A lawsuit seeking compensatory and punitive damages was filed today against GNC Franchising, Inc., a subsidiary of General Nutrition Companies, Inc., by New Jersey GNC franchisees and the nationwide GNC Franchisee Association. The primary allegations in the 12-count complaint allege that the franchisees were fraudulently harmed by the company’s misappropriation of the franchisee-advertising fund, imposition of unreasonable and arbitrary "reset fees," and other improprieties.

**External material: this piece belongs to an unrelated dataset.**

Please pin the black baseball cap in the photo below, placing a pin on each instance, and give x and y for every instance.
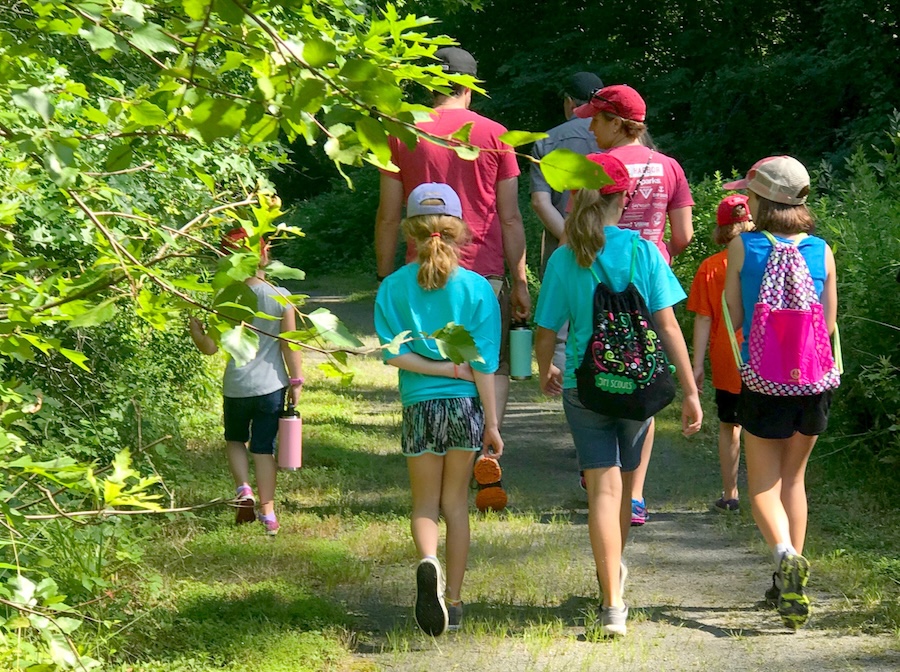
(582, 85)
(456, 61)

The plaintiffs commenced the action in the New Jersey Superior Court in New Brunswick, claiming that the money they paid into a GNC-administered advertising fund was misappropriated and used by GNC for corporate purposes instead of paying for additional advertising for GNC franchisees, their stores and their products. The plaintiffs also asserted that so-called "reset fees," which are charged by GNC for the rearrangement of signage, displays and merchandise within the store, are unreasonable given the amount and type of work performed.

The suit was brought on behalf of New Jersey residents Richard Sullivan, who lives in Middletown and has franchises in Milltown, Bridgewater, Watchung and Manville; Leslie Quadrel, who has a franchised store in New Brunswick; Scott Tull, Somers Point; and Ronald Miller, whose franchises are in Clinton and Hacketstown. The other plaintiff, the GNC Franchisee Association, Inc., is a national organization that represents more than 350 franchisees throughout the continental United States.